What are Treasury Inflation-Protected Securities (TIPS)?
TIPS are bonds that protect against inflation by adjusting the principal value according to inflation. At maturity, they are redeemed at the greater of inflation-adjusted principal or par amount.
What is Treasury STRIPS?
STRIPS (Separate Trading of Registered Interest and Principal Securities) separate a Treasury bond’s coupon payments from the principal repayment and sell them as zero-coupon bonds.
Characteristics of Municipal Bonds
Issued by local, county and state government
Used to finance public interest projects
Tax-free
Types of Municipal Bonds
General obligation bonds: do not have specific assets pledged as security or a specific source of revenue allocated for their payment. They are backed by the “full faith and credit” of the issuing government. (e.g. taxes collected can be used to pay to the bondholders)
Revenue bonds: are backed by the cash flow of a particular revenue generating project. (generated revenues of projects are used to pay to the bondholders)
Corporate Bonds
It has different face values: $1000,$5000 or $10000.

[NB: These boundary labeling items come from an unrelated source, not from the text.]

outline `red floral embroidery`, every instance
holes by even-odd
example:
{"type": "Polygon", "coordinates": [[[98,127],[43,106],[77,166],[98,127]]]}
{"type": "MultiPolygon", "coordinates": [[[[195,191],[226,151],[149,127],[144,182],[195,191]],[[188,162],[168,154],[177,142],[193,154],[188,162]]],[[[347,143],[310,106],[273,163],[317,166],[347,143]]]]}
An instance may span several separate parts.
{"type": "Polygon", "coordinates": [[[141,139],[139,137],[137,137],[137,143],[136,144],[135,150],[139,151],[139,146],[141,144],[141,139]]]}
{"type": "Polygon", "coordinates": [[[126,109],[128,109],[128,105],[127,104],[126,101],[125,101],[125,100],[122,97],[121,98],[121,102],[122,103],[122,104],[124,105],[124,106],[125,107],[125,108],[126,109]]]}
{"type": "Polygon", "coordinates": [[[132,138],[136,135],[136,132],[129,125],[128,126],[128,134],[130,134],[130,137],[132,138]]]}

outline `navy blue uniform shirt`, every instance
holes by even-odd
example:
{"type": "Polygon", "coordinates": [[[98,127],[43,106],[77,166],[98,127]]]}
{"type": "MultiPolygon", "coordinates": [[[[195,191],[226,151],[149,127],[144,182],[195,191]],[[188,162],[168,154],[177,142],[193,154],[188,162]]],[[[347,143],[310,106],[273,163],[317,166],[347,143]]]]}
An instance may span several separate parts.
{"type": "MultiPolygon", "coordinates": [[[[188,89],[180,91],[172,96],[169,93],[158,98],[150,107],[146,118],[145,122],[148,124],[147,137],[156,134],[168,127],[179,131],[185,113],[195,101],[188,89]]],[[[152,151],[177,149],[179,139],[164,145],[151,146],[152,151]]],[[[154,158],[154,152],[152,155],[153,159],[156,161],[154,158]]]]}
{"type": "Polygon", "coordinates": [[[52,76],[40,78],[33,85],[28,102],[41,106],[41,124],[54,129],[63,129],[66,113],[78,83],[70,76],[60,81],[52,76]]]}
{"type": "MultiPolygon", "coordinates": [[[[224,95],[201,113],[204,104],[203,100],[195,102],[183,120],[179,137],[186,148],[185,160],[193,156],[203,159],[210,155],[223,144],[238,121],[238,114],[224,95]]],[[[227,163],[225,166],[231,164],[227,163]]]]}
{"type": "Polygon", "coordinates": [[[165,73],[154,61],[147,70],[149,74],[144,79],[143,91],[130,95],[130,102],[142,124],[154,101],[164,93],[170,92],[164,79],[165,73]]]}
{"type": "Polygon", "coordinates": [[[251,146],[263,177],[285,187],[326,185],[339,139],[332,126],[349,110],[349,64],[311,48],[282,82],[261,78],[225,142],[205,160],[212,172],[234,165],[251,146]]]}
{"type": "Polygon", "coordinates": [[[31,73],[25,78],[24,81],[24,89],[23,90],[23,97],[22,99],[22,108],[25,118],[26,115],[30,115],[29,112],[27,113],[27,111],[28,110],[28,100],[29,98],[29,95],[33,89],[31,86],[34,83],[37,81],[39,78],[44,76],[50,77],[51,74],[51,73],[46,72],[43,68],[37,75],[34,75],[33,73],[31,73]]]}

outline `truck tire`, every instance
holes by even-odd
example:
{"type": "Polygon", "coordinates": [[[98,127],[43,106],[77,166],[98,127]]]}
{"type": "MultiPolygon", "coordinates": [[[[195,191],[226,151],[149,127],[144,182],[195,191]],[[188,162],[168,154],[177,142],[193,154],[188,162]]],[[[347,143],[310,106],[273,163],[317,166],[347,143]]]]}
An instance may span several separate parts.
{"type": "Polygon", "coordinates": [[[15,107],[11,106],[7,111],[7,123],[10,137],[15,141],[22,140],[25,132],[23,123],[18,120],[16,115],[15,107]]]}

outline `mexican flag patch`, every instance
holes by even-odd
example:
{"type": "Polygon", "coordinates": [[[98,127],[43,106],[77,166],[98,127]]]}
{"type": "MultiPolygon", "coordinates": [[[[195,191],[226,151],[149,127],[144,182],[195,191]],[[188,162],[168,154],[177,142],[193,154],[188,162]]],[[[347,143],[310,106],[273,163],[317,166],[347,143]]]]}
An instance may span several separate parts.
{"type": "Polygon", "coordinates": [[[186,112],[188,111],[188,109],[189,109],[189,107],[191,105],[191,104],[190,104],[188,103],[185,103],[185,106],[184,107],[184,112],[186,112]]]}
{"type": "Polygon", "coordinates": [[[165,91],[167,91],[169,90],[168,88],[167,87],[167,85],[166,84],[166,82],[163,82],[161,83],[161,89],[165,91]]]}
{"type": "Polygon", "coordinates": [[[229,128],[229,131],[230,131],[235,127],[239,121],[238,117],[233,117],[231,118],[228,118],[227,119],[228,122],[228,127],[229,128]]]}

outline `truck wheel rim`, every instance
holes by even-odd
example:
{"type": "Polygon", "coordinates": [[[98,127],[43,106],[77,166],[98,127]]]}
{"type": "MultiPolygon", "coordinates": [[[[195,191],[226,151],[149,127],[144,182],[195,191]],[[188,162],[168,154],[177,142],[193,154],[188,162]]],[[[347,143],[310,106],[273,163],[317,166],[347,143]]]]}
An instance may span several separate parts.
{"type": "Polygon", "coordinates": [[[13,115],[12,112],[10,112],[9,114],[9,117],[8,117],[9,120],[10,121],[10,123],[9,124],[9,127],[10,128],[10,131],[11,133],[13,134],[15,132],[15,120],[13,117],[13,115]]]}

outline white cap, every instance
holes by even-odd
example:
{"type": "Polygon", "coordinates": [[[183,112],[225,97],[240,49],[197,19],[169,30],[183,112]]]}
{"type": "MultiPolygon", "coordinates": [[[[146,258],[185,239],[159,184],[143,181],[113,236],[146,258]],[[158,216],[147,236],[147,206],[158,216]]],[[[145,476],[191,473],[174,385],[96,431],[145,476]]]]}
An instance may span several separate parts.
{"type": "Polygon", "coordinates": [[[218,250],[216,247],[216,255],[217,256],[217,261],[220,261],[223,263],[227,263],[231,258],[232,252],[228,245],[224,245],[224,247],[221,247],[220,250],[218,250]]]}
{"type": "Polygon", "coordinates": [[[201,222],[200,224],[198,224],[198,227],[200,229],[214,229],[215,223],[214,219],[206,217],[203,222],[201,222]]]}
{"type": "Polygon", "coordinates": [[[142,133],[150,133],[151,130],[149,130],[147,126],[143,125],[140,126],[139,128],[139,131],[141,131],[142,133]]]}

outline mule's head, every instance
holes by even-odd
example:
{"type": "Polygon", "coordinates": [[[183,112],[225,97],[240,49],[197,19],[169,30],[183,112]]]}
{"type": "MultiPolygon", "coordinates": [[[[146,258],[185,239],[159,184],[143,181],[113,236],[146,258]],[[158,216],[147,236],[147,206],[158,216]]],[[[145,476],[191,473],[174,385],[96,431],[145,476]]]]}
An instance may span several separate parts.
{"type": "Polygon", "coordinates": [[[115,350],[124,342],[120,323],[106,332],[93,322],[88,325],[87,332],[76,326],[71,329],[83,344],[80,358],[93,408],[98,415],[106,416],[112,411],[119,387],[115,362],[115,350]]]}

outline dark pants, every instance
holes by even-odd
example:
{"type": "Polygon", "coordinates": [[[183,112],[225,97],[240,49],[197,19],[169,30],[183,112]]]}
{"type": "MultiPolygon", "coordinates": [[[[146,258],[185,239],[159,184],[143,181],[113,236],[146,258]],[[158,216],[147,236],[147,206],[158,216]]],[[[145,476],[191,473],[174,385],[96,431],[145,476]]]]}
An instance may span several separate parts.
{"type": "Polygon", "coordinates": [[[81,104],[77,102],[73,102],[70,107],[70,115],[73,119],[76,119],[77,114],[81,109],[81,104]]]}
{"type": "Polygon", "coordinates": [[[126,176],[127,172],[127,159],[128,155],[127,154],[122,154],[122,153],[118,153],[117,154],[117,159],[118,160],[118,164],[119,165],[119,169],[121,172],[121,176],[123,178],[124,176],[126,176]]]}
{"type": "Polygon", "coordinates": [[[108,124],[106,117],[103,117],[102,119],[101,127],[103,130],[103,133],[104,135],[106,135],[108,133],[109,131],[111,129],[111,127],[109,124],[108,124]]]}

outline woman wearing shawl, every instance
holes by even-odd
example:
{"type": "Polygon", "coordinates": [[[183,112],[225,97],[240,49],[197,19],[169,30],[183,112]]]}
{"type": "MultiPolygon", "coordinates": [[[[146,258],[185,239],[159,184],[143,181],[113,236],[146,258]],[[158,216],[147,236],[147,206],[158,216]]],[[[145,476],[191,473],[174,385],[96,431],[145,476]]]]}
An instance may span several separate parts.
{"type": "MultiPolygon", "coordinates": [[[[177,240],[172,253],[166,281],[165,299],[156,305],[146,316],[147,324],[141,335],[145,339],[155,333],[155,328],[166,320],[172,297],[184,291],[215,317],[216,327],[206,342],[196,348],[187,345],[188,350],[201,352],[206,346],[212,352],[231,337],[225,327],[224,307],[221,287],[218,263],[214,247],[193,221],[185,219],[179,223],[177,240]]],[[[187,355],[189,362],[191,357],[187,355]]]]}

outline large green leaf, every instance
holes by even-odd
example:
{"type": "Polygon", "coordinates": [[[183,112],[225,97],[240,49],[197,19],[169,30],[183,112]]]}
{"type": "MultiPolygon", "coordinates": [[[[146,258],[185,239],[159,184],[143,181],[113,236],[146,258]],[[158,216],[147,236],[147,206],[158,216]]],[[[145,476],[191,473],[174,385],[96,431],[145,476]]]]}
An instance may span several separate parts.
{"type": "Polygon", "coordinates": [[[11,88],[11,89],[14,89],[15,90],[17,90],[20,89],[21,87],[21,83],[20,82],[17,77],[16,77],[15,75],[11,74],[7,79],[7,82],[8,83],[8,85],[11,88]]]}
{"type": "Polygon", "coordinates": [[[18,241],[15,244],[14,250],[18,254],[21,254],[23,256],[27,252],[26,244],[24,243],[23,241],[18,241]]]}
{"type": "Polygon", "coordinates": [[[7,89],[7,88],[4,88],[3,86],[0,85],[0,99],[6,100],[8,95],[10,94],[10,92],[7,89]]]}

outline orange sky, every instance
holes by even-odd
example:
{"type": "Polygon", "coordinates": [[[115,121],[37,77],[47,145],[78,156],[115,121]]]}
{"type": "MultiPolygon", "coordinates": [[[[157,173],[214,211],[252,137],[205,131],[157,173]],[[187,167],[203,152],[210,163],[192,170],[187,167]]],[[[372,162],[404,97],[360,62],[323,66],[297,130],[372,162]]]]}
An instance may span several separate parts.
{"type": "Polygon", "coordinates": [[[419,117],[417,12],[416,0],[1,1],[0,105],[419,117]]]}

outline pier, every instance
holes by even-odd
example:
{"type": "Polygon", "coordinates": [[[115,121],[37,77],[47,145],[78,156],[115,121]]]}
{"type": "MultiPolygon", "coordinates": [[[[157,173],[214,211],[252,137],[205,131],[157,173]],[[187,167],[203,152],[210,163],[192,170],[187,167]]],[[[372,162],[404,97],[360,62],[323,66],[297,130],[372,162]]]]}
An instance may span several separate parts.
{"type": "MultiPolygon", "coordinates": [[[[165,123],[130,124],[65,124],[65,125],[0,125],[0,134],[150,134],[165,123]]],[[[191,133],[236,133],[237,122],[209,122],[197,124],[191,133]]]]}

Cannot be redeemed anytime the issuer wishes, unless specific clause is stated
Degree of risk varies with each bond, even from the same issuer, and the required interest rate varies alongside it.
Characteristics of Coporate Bonds
Register bonds: are bonds that are tracked by the issuer and the IRS (IRS tracks the income interest)
Restrictive Covenant: rules designed to protect bondholders’ interests. —- May limit dividends, new debt, rations, etc.
- Usually includes a cross-default clause
- Typically lower interest when more restrictions are placed
Call provision: A call provision gives the issuer the right to force the bondholder to sell the bond back.
Conversion: Some debt may be converted to equity, in other words, bonds can be converted into shares of common stock
What are secured bonds?
Secured bonds are bonds backed by collateral (e.g., property or assets). For example, mortgage bonds are secured by real estate, and equipment trust certificates are secured by tangible property such as heavy equipment or airplanes
What are unsecured bonds?
Unsecured bonds are not backed by collateral and are instead backed by the issuer’s general creditworthines
Examples include:
Debentures: Long-term unsecured bonds.
Subordinated debentures: Bonds with a lower priority claim on assets in case of default.